Department Undulators
Undulator assembly and quality assurance
To assure the constructive interference the gap must be the same within 20 µm all along the undulator. In order to allow the use of the 5th harmonic the reproducibility of gap and shift setting must be in the order of 1 µm. The gap and shift motion have to be realized in the presence of strong and variable magnetic forces reaching tons per meter undulator length.
We achieve these specifications using an as stiff as possible support built around a cast iron structure designed by a bionic optimization procedure. The magnets are held in precision mounts bolted to the aluminum beams. All parts are designed in-house and fabrication drawings are used to contract the production to industry. The actual gaps and shifts are measured using optical encoders. High dynamical servo motors provide the motive force.

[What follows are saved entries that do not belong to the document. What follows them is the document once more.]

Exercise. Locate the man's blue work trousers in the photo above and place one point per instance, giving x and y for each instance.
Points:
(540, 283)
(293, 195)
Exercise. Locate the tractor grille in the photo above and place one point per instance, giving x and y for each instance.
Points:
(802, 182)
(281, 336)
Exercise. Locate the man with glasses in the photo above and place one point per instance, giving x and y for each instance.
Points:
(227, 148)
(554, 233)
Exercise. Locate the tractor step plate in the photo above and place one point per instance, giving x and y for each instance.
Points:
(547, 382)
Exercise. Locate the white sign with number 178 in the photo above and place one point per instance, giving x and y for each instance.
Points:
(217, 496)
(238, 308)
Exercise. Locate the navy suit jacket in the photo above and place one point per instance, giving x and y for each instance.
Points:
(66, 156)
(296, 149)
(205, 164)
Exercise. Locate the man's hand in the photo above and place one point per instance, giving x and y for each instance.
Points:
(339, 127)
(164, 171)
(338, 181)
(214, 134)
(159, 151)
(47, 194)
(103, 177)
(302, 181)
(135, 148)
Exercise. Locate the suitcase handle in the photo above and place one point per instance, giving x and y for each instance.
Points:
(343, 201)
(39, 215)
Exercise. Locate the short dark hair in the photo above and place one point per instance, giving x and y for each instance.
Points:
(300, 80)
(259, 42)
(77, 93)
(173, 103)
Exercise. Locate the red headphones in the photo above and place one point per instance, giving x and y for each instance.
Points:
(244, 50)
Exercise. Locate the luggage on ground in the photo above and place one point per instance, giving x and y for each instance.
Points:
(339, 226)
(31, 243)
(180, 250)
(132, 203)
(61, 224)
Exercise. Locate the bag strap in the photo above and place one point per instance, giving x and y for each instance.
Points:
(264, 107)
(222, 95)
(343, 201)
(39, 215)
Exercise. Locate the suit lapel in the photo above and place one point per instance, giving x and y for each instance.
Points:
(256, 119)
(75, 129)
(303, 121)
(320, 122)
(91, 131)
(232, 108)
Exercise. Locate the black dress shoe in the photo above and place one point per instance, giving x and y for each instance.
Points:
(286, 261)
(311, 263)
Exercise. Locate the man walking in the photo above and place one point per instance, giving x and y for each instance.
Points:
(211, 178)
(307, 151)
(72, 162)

All undulators are assembled and commissioned at BESSY. After assembly of an APPLE type undulator the typical remaining phase jitter is less than 4° for all operation modes i.e. the resonance condition is met from pole to pole within less than 1%. Furthermore, there is close agreement between the trajectories from magnetic measurements of the assembled undulator and those from previous magnetic measurements of the individual blocks. This unique result is caused by the high precision techniques developed at BESSY which are applied throughout the manufacturing process.
At such a small phase jitter the brilliance is limited either by diffraction effects leading to transversely coherent beams, or by the finite emittance and energy spread of the electron beam. Thus there is no need to further improve the magnetic field quality of BESSY undulators in this respect. Shimming is done only for the purpose of minimizing higher order multipoles.
Fig. 1: Using a 3D coordinate measuring machine (PRISMO 7, Zeiss) mechanical tolerances in the range of a few microns are determined. The measuring volume is 1.0m x 0.8m x 0.5m. The machine is modified to adapt a Hall probe and to record the magnetic field on the fly. The system allows for a correlation of geometric and magnetic data.